Integrating image processing into the Pub/Sub sample code

To modify the existing service to incorporate the image processing code:

  1. Add new dependencies for your service, including the Cloud Vision and Cloud Storage client libraries:

    Node.js

    npm install --save gm @google-cloud/storage @google-cloud/vision

    Python

    Add the necessary client libraries so that your requirements.txt will look something like this:
    Flask==1.1.2
    pytest==5.3.0; python_version > "3.0"
    pytest==4.6.6; python_version < "3.0"
    gunicorn==20.0.4
    google-cloud-vision==2.0.0
    google-cloud-storage==1.32.0
    Wand==0.6.3
    

    Go

    The go sample application uses go modules, the new dependencies added above in the imagemagick/imagemagick.go import statement will automatically download by the next command that needs them.

    Java

    Add the following dependency under <dependencyManagement> in the pom.xml:
    <dependency>
      <groupId>org.springframework.cloud</groupId>
      <artifactId>spring-cloud-gcp-dependencies</artifactId>
      <version>1.2.5.RELEASE</version>
      <type>pom</type>
      <scope>import</scope>
    </dependency>
    
    Add the following dependencies under <dependencies> in the pom.xml:
    <dependency>
      <groupId>com.google.code.gson</groupId>
      <artifactId>gson</artifactId>
      <version>2.8.6</version>
      <scope>compile</scope>
    </dependency>
    <dependency>
      <groupId>org.json</groupId>
      <artifactId>json</artifactId>
      <version>20200518</version>
    </dependency>
    <dependency>
      <groupId>org.springframework.cloud</groupId>
      <artifactId>spring-cloud-gcp-starter-vision</artifactId>
    </dependency>
    <dependency>
      <groupId>org.springframework.cloud</groupId>
      <artifactId>spring-cloud-gcp-starter-storage</artifactId>
    </dependency>
    <dependency>
      <groupId>commons-io</groupId>
      <artifactId>commons-io</artifactId>
      <version>2.8.0</version>
    </dependency>
    

  2. Add the ImageMagick system package to your container by modifying the Dockerfile below the FROM statement.
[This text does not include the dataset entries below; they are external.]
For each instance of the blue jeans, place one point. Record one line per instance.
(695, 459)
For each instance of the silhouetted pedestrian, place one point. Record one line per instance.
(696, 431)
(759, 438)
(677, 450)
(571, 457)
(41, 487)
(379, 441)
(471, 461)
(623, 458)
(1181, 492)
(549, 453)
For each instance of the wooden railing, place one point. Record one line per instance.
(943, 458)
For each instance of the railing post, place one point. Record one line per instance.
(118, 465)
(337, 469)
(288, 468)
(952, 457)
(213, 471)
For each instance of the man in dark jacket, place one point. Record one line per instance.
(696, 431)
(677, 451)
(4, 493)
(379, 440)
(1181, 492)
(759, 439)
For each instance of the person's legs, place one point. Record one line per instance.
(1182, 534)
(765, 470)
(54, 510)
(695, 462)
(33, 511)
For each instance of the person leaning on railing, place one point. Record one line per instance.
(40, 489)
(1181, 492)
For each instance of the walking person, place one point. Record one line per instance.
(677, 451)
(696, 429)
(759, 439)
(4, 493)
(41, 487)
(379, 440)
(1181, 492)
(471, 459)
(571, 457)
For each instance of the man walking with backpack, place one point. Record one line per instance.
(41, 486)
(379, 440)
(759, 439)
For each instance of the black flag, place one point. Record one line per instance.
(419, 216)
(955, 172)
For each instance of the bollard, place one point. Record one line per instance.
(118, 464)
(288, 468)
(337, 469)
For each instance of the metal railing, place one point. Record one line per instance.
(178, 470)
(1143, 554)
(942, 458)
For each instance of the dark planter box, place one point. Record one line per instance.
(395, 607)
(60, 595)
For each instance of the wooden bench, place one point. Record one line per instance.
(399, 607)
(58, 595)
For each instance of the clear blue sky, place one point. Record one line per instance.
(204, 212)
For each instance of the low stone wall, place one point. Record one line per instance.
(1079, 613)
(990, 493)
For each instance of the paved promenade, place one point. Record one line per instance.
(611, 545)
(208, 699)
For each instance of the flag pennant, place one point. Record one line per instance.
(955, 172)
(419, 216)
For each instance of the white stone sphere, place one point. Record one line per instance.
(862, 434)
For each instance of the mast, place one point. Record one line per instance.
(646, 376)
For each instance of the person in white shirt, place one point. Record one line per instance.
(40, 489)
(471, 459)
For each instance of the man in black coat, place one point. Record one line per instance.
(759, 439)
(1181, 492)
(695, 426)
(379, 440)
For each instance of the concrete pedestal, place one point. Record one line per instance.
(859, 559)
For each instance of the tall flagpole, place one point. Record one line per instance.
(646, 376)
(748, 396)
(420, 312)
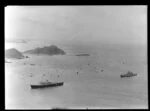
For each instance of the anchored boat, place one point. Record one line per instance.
(47, 84)
(128, 74)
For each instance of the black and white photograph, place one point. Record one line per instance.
(76, 57)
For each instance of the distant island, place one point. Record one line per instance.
(13, 53)
(47, 50)
(82, 55)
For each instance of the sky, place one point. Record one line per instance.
(90, 24)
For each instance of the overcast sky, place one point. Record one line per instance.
(103, 24)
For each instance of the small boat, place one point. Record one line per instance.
(128, 74)
(48, 84)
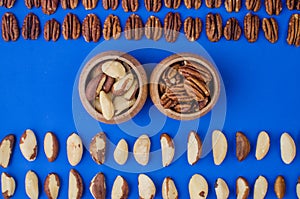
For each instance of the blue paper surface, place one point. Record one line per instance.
(261, 82)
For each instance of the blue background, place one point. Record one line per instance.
(262, 87)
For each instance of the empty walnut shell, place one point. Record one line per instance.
(214, 86)
(87, 75)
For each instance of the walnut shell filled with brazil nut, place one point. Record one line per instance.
(185, 86)
(113, 87)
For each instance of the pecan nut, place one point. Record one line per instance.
(7, 3)
(273, 7)
(153, 28)
(192, 28)
(233, 5)
(10, 29)
(70, 4)
(32, 3)
(270, 28)
(49, 6)
(51, 30)
(187, 94)
(213, 3)
(111, 27)
(130, 5)
(134, 27)
(232, 29)
(107, 4)
(172, 25)
(251, 27)
(91, 28)
(192, 4)
(293, 37)
(253, 5)
(71, 27)
(172, 3)
(89, 4)
(31, 27)
(293, 4)
(214, 27)
(152, 5)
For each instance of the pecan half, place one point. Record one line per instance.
(153, 28)
(172, 3)
(172, 25)
(253, 5)
(51, 30)
(152, 5)
(10, 29)
(107, 4)
(31, 27)
(213, 3)
(251, 27)
(134, 27)
(7, 3)
(192, 4)
(232, 29)
(273, 7)
(214, 27)
(89, 4)
(70, 4)
(270, 28)
(293, 37)
(49, 6)
(130, 5)
(293, 4)
(233, 5)
(71, 27)
(192, 28)
(32, 3)
(91, 28)
(111, 27)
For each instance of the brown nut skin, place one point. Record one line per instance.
(242, 146)
(245, 194)
(4, 161)
(98, 154)
(279, 187)
(111, 27)
(153, 28)
(293, 37)
(192, 28)
(270, 28)
(251, 27)
(98, 186)
(233, 5)
(31, 27)
(172, 25)
(55, 146)
(71, 28)
(214, 27)
(79, 184)
(10, 28)
(232, 29)
(153, 5)
(47, 188)
(91, 28)
(51, 30)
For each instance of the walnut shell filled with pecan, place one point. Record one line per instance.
(184, 86)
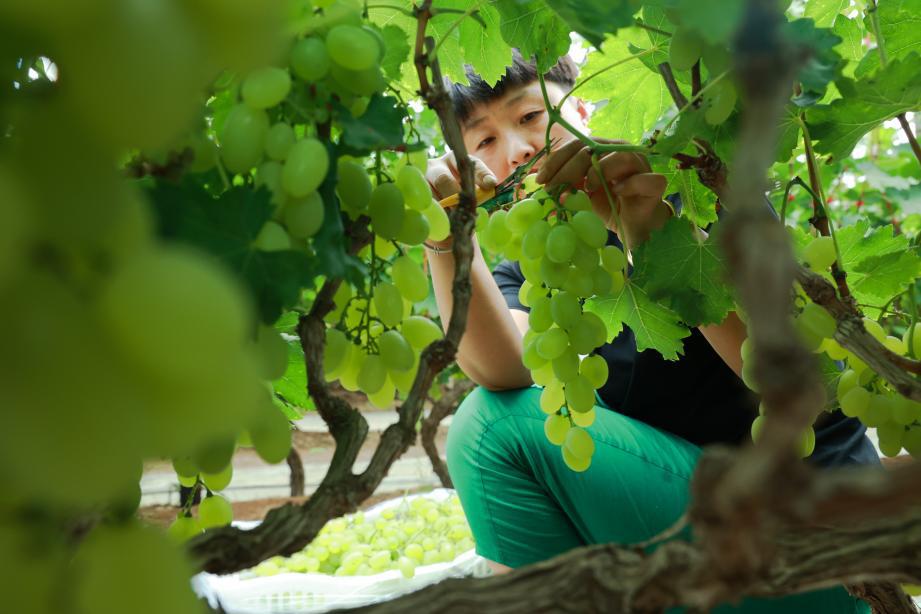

If using a "multi-stage" Dockerfile, place this in the final stage.

    Debian/Ubuntu
    
    # Install Imagemagick into the container image.
    # For more on system packages review the system packages tutorial.
    # https://cloud.google.com/run/docs/tutorials/system-packages#dockerfile
    RUN set -ex; \
      apt-get -y update; \
      apt-get -y install imagemagick; \
      rm -rf /var/lib/apt/lists/*
    
    Alpine
    
    # Install Imagemagick into the container image.
    # For more on system packages review the system packages tutorial.
    # https://cloud.google.com/run/docs/tutorials/system-packages#dockerfile
    RUN apk add --no-cache imagemagick
    

    Read more about working with system packages in your Cloud Run service in the Using system packages tutorial.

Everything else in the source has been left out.